Baru saja ku melepas kepergian mereka, ya di depan sana. Melihat mobil yang membawa mereka hanya berjarak beberapa meter terus berjalan ke ujung sana dan kemudian ilang untuk selamanya. Kecelakaan itu merenggut hampir seluruh anggota keluarga ku merenggut kebahagiaan ku, meninggalkan luka yang sangat dalam, hanya ditemani bocah kecil yang selamat dari kecelakaan itu. Hmmm pangeran cilik dia tau apa? Dia hanya bocah kecil yang dititipkan padaku yang saat itu aku pikir sebagai beban. Hanya aku dengan sederet masalah di depan sana di dampingi sosok kecil, tanpa dosa, yang masih sangat suci dan tidak tau harus bagaimana sebagai beban tambahan peninggalan keluarga yang aku cintai.
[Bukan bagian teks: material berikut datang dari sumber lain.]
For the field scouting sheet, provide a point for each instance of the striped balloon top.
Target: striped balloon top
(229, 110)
Apa aku bodoh berpikir seperti ini? Dia juga keluarga ku, si kecil yang selamat dari kecelakaan. Yang membuat ku nggak sendirian dan masih ada yang menemani. Tapi apa yang bisa dia lakukan? Menangis? Ngompol? Atau berisik ditengah malam? Menambah kacaunya pikiran ku.
Sayang? Pasti! Dia ponakanku, dia anak kakak ku dan dia cucu orang tua ku. Tapi bukan berarti mereka meninggalkan aku hanya berdua dengan manusia yang masih kecil ini. Untuk saat ini aku pastikan dia baban bagiku, dan aku benci kondisi seperti ini. Apa aku harus mati menyusul mereka disana atau aku biarkan sikecil ini yang mati agar tak ada beban buat ku lagi, atau juga aku dan dia yang harus mati, sama-sama menyusul mereka yang sudah tenang disana. Sempat hal itu terpikirkan dan hampir dilakukan, tapi suara si pangeran cilik yang tiba-tiba bersuara bayi mengeram seakan-akan memarahi ku.
Aku menatap dia dan dia juga menatap ku. Banyak arti dalam tatapannya, marah, kecewa, dan sedih. Apa yang dia rasakan mungkin sama dengan apa yang aku rasakan, sendiri dan hanya tinggal dengan manusia manja yang tak berguna seperti aku tapi setidaknya dia bertahan meski kecelakaan itu hampir merenggut nyawanya. Apa dia bertahan karena ingin menemani ku, takut melihat aku menderita sendiri disini?.
Bocah itu disini bersama ku, melihat semua hal bodoh yang ingin aku lakukan. Kadang dia tertawa atas tindakan ku, menertawai tindakan bodoh ku. Namun kadang terlihat kesal dengan tindakan sangat bodoh yang akan aku lakui. Dia selalu memberi respon atas tindakan ku. Aku meresa enggan untuk hidup namun aku malu kalau tidak bertahan seperti apa yang dia lakukan. Seorang anak manja dengan seorang bocah yang tidak bisa berbuat apa-apa hidup dengan sejuta masalah kedepannya.